Start a gdbserver that only listens on 127.0.0.1:

gdbserver 127.0.0.1:2159 /bin/cat
Process /bin/cat created; pid = 2146709
Listening on port 2159

Start lldb and make it connect to "localhost:2159"

./bin/lldb
(lldb) gdb-remote localhost:2159

Before 4f6d3a376c9f("[LLDB] Fix setting of success in Socket::Close()"),
this used to work. After that commit, it stopped working. This commit
fixes the problem.

Diff Detail

Event Timeline

ddiproietto created this revision.May 31 2022, 7:44 AM
Herald added a project: Restricted Project. · View Herald TranscriptMay 31 2022, 7:44 AM
ddiproietto requested review of this revision.May 31 2022, 7:44 AM
Herald added a project: Restricted Project. · View Herald TranscriptMay 31 2022, 7:44 AM
srhines added a subscriber: srhines.
labath accepted this revision.Jun 7 2022, 2:12 AM
This revision is now accepted and ready to land.Jun 7 2022, 2:12 AM

I do not have commit access, can someone commit this for me, please?

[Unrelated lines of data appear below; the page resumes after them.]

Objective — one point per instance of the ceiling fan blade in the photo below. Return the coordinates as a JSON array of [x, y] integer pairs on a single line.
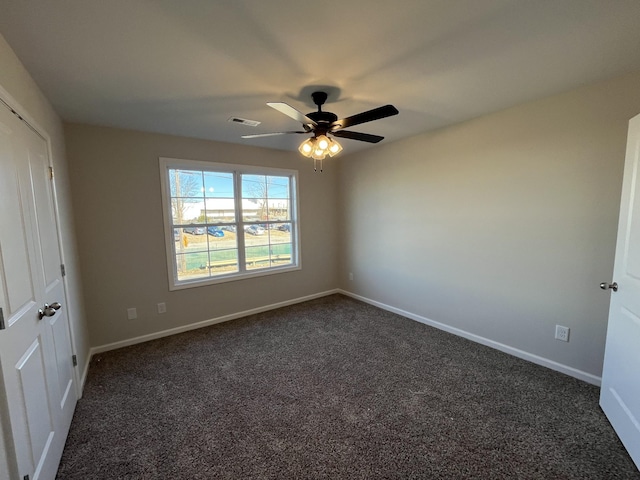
[[363, 137], [368, 116], [258, 135], [292, 112]]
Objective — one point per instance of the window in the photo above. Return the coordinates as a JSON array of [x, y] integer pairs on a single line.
[[227, 222]]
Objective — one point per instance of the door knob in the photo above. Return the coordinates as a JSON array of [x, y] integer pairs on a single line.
[[613, 286], [46, 312]]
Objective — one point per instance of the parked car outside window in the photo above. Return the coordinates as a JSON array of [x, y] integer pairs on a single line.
[[215, 231], [255, 230], [194, 230]]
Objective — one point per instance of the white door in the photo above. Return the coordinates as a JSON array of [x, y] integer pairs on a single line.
[[620, 394], [35, 346]]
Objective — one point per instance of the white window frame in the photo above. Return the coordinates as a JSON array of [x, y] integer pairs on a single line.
[[174, 163]]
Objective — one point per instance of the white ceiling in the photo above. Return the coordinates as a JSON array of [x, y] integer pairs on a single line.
[[184, 67]]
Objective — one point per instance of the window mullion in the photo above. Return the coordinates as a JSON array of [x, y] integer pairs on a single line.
[[242, 264]]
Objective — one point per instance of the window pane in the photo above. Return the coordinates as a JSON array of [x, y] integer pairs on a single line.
[[265, 197], [187, 210], [185, 183], [278, 209], [223, 261], [220, 210], [192, 265], [218, 185], [257, 257], [254, 198], [281, 254], [280, 233], [204, 221], [278, 187]]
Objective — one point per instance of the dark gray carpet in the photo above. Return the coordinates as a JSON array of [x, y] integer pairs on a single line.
[[334, 389]]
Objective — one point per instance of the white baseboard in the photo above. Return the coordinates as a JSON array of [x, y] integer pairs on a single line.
[[85, 372], [204, 323], [545, 362]]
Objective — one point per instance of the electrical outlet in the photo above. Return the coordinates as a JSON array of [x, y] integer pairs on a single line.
[[562, 333]]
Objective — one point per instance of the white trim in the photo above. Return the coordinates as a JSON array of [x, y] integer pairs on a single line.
[[545, 362], [206, 323]]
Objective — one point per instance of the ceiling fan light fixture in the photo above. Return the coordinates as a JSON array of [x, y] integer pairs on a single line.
[[322, 141], [306, 148], [334, 147], [318, 154]]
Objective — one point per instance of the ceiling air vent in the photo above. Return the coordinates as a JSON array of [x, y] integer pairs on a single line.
[[244, 121]]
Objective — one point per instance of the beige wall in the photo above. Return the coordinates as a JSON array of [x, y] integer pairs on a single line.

Also, would it be possible for this to be cherry picked somewhere (apologies, I'm not familiar with the LLVM branching model), for an eventual 14.0.1 release?

Thanks!

Committed now, thanks for the patch. I'm not sure if there will be another 14.x release, but you can file a bug to track this, if there happens to be one.